E) If you invested in this bond, are you permitted to sell it
before maturity? (Yes or No) _____________.
F) Environmental Technologies Corporation’s bond is not callable. If Conservation Services Corporation sold a bond that was like the Environmental Technologies Corporation bond in every respect, except that the Conservation Services Corporation bond had a call provision, which bond would need to offer investors a higher yield? _____________________________________________________________
Answer:
A) Amount of Coupon = Face Value of Bond * Coupon Rate * 6/12
= 100,000 * 7% * 6/12 = $3,500 every six month
B) Coupon payment is a fixed rate i.e. 7% per annum. Moreover, bond will be retired at maturity date in lump sum payment.

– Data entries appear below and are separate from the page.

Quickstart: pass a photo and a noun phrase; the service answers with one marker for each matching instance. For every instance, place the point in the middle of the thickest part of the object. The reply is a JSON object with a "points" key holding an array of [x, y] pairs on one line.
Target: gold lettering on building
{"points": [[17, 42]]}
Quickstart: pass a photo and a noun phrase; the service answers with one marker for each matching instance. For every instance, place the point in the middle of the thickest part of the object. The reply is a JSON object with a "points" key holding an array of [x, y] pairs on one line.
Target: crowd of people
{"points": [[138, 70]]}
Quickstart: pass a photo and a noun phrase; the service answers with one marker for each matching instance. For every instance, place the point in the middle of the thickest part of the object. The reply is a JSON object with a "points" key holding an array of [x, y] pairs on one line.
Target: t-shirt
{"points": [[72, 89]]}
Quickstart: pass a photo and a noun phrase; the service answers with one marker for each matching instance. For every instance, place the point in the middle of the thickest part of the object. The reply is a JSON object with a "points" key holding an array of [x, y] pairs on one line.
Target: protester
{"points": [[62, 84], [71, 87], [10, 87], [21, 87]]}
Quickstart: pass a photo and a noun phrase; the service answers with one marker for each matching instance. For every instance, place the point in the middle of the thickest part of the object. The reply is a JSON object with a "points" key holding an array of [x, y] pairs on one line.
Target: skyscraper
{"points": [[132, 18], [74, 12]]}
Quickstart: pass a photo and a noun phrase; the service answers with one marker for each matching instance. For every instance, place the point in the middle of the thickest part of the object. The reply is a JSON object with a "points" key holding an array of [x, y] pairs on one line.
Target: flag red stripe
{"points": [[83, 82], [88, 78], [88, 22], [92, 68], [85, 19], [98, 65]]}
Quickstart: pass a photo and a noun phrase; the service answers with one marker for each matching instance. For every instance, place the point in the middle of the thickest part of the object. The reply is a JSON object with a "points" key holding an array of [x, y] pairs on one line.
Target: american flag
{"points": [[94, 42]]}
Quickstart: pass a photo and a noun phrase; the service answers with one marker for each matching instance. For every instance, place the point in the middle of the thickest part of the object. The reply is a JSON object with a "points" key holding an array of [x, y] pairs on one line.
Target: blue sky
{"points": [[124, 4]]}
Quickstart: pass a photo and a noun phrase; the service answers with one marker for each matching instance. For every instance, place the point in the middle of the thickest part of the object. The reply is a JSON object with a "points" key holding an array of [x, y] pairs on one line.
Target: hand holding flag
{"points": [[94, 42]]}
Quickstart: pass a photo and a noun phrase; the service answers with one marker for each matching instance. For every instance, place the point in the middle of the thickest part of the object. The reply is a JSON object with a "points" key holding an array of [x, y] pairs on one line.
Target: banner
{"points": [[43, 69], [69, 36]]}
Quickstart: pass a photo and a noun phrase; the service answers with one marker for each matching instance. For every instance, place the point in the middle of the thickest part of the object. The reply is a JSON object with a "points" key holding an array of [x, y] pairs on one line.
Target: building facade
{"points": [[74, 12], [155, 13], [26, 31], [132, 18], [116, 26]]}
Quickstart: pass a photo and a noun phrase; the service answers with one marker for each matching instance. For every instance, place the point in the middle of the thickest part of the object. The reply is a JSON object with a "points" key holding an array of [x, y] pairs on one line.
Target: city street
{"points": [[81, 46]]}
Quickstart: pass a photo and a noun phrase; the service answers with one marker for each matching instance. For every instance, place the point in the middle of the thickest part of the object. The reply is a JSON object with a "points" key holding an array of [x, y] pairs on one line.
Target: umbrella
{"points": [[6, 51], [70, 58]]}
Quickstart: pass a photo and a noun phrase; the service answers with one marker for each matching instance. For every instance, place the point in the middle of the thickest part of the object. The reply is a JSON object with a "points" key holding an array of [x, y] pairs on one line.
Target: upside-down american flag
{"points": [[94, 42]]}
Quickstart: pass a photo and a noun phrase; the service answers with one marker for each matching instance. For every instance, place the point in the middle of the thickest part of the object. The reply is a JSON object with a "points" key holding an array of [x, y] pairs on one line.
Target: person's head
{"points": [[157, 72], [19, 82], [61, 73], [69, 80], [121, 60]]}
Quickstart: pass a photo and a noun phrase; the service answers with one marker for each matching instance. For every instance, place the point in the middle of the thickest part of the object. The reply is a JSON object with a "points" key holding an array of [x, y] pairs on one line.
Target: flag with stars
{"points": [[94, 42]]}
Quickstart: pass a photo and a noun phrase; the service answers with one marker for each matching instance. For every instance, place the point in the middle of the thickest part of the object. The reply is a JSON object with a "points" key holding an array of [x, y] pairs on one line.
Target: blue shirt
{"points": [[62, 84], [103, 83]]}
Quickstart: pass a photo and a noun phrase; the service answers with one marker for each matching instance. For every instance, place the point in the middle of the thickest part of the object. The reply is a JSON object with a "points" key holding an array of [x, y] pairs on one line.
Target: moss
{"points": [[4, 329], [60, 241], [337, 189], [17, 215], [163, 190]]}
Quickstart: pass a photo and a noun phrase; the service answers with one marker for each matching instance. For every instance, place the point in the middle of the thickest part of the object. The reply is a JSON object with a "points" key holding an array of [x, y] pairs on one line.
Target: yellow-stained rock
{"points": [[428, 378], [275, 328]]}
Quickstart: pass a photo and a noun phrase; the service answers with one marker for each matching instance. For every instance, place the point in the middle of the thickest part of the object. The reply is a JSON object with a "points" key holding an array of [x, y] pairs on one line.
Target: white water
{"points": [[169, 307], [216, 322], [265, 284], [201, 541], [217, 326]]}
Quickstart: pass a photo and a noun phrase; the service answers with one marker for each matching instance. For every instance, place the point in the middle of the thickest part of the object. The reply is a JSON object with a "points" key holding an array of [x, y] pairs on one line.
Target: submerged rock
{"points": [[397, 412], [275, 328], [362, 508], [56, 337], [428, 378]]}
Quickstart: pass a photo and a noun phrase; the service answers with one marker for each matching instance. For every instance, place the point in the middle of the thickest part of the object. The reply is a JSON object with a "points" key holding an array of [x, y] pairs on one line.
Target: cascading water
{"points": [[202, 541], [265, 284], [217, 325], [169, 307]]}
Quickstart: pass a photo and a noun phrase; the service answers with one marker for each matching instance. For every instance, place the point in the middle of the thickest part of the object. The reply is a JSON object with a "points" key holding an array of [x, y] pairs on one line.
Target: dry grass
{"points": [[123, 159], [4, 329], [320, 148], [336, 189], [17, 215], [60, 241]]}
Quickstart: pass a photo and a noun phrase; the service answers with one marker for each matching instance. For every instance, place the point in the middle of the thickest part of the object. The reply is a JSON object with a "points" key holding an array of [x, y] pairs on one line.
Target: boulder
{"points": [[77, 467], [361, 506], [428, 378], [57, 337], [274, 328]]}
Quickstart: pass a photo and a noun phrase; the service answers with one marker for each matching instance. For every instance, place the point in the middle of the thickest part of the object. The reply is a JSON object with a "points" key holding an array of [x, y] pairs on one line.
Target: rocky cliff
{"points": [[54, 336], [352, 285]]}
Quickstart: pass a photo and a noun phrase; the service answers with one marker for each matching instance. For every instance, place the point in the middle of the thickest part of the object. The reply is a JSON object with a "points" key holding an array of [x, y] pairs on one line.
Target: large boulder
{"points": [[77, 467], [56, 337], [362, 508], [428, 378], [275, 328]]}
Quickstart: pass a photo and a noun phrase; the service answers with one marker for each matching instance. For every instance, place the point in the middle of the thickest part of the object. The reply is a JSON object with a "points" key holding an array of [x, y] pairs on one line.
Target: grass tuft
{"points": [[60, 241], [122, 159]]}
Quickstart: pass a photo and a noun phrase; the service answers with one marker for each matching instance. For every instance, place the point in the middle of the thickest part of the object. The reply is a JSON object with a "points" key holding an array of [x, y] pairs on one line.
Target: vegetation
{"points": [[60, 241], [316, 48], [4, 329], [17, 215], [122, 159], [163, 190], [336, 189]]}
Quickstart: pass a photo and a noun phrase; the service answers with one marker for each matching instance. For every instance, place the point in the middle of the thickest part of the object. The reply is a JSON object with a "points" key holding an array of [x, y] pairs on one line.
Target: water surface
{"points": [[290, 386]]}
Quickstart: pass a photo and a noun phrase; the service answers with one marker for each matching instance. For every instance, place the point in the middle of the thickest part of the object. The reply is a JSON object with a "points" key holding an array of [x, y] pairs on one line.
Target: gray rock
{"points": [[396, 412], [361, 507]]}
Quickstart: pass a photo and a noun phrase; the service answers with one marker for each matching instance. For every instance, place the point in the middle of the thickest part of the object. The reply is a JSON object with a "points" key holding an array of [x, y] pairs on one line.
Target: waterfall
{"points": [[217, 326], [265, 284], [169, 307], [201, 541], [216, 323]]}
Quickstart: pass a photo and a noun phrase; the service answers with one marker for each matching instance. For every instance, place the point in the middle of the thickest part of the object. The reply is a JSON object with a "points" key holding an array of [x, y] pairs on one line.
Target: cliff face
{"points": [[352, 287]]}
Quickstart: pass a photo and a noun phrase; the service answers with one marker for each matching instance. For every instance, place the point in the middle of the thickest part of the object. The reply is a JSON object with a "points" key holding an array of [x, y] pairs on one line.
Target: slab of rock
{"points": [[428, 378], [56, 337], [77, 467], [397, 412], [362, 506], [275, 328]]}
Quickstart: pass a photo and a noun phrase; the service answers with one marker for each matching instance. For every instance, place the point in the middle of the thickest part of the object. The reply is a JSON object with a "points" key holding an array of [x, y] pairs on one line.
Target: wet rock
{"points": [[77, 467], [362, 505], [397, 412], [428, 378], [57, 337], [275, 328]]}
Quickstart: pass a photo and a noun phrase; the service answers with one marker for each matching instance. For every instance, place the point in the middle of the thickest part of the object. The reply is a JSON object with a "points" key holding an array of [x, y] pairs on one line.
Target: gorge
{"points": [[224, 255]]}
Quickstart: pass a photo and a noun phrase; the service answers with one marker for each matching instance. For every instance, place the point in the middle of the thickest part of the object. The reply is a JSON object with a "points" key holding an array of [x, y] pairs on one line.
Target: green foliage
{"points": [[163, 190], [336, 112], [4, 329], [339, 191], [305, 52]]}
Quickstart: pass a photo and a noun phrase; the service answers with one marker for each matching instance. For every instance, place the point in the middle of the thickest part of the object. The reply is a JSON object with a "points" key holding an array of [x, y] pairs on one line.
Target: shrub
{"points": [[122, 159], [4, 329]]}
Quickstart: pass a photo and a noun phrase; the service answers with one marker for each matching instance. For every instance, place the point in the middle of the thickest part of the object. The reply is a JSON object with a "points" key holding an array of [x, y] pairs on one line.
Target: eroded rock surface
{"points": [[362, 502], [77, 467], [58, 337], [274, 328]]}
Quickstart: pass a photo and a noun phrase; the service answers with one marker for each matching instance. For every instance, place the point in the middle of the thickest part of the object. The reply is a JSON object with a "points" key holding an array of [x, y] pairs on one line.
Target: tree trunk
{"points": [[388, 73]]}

C) S & P rates the long term instrument with rating ranging from ‘AAA to C’ and ‘D’.
Rating “AAA, AA, A and BBB” are considered as investment grade denoting good capacity to repay.
Rating “BB, B, CCC, CC, and C” are considered as speculative grade denoting denoting exposure to adverse conditions.
Rating “D” is in default obligation.
Yes, the bond investment with AA rating by S&P is of Investment grade.
D) At the maturity date, Environmental Technologies Corporation will repay the face value of the bond as coupon payment is made regularly during the life of bond.